The Grisham-Style Secrecy of the Firm Behind the Panama Papers

The Panamanian Papers scandal has rocked the political, financial and legal worlds as if the whole thing was a John Grisham legal thriller.  And so who better to analyze just how the law firm that created the secretive law firm behind the global secrecy deals than the New York Times?mossack-fonseca

The story of how two men came together in Panama to create a secretive firm for the offshore banking elite is the stuff of novels.

Indeed, one of the founders aspired to write books while the other was the son of a Nazi.

All very Grisham, you might think.

So let the Times tell the story of the firm that l3everaged its success to become one that would one day – like today! – rock the world with tales of unparalleled secrecy at the highest echelons of politics and business.  And sport.  And the law.

The tale starts with the reign of General Manuel Noriega.

Over the next three decades, Jürgen Mossack and Ramón Fonseca expanded their practice to a staff of 500, with affiliate companies around the world and a client list of the powerful, the famous and, sometimes, the infamous.

In January, a prosecutor investigating the sweeping corruption in Brazil publicly called their law firm “a huge money launderer.”

Soon the new firm’s partners had become very wealthy men, with one, Mr Fonseca, serving as adviser to President Juan Carlos Varela.

In an interview, he said that entering politics was, in part, a way of giving back. “I believe in sharing the pizza,” he wrote. “At least to give others one slice.”

Their firm, Mossack Fonseca, was built on the basis of supposed bulletproof privacy for its clients, until the secrets and modus operandi was laid bare this week.

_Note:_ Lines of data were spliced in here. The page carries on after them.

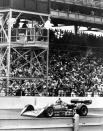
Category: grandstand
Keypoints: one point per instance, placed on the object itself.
(37, 61)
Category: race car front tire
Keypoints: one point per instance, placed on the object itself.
(27, 108)
(82, 110)
(49, 112)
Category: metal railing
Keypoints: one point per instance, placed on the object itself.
(25, 35)
(77, 16)
(88, 3)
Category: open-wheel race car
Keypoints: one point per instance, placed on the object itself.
(58, 109)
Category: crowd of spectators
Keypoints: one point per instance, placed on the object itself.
(75, 68)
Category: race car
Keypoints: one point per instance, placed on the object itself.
(58, 109)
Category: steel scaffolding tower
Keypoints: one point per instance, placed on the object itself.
(24, 51)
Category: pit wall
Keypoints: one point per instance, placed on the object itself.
(20, 102)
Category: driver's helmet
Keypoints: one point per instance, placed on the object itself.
(59, 101)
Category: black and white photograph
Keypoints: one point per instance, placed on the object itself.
(51, 65)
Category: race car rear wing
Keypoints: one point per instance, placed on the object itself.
(86, 102)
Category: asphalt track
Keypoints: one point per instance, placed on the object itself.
(10, 120)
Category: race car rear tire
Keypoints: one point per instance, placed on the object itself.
(82, 110)
(49, 112)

As the Times reported, the leak has also brought more scrutiny to Panama’s financial and legal sectors, just as the country’s leadership was trying to shed its longstanding reputation as a haven for the loot of the criminal and corrupt. In February, Panama was removed from a watch list maintained by an international agency that sets standards to combat money laundering and terrorism financing, but it remains under scrutiny as a haven for tax evaders.

Panama’s president has vowed to cooperate with any judicial investigations stemming from the leaked information, which could put him in the awkward position of allowing an inquiry into his former adviser.

Mossack Fonseca has denied that it committed any wrongdoing, and Mr. Fonseca proclaimed his firm’s innocence.

“At the end of this storm the sky will be blue again and people will find that the only crime is the hacking” of the firm’s documents, he said in an hourlong interview conducted over the messaging platform WhatsApp.

Unlike other tax haves, Panama has been slow to follow the transparency initiative started in 2009 by the Organization for Economic Cooperation and Development. Although most other international financial centers, like the British Virgin Islands, the Cayman Islands and Singapore have agreed to the initiative, Panama has held back.

“Panama is the last major holdout that continues to allow funds to be hidden offshore from tax and law enforcement authorities,” the group’s secretary general, Angel Gurría, said in a statement on Monday.